A One-Minute-Paper (OMP) is a short, focused prompt that students answer in ~60 seconds at the end of a session to consolidate learning, surface misconceptions, and provide formative feedback. When answering, be concise, specific, and use terminology from today’s session.

  1. Name the two most common transmission routes for upper respiratory tract infections and explain why viral aetiology dominates (>80%) in athletes.
  2. Describe the temporal pattern of sneezing versus coughing after a URTI and explain its clinical relevance for return-to-sport decisions.
  3. What is the “neck check” rule and how does it operationalise the above-the-neck / below-the-neck distinction in clinical practice?
  4. Explain in two sentences how IL-1 and IL-6 contribute to fever and sickness behaviour during a URTI.

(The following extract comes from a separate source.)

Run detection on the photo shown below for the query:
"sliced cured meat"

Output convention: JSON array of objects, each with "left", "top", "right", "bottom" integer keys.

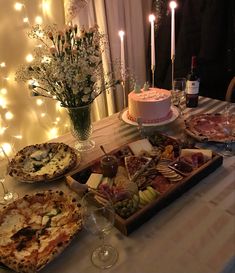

  5. Define immunometabolism and describe one mechanism by which intense prolonged exercise alters immune cell metabolic capacity.
  6. Sketch the J-curve model (Nieman 1994) in words: label the three exercise zones and state the approximate change in URTI risk at the moderate and heavy ends.
  7. Summarise the key epidemiological finding from Nieman et al. (1990b) and explain why it remains a landmark study for exercise immunology.
  8. List four modifiable risk factors for illness in athletes that go beyond training load alone.
  9. What does the IOC consensus group caution regarding the right side of the J-curve in elite athletes, and why might this caveat matter for practice?
  10. Explain the concept of the “open window” in the context of exercise-induced immune changes.
  11. Why does SARS-CoV-2 infection typically require a longer return-to-play period than a common ARTI, and what immunological factors underlie this difference?
  12. What are the WHO severity categories for COVID-19, and which clinical criterion differentiates mild from moderate disease?
  13. Describe the Steinacker et al. (2022) consensus graduated return-to-sport approach after mild COVID-19: minimum rest, symptom-free requirement, and competition clearance timeline.
  14. What is “silent hypoxia” in the context of COVID-19, and why is it particularly relevant for athletes considering early return to training?
  15. Explain how carbohydrate ingestion during prolonged exercise attenuates the post-exercise inflammatory response, citing the approximate magnitude of the effect.
  16. What role do polyphenols play as nutritional countermeasures to exercise-induced immune changes?
  17. Name three hygiene-based strategies an athlete can use to reduce infection risk in a team environment.
  18. Why is iron singled out among trace elements for regular laboratory screening in endurance athletes?
  19. What was the most clinically surprising epidemiological finding in today’s lecture, and why?
  20. Formulate one question about URTI risk management in athletes that you would like explored in a follow-up session.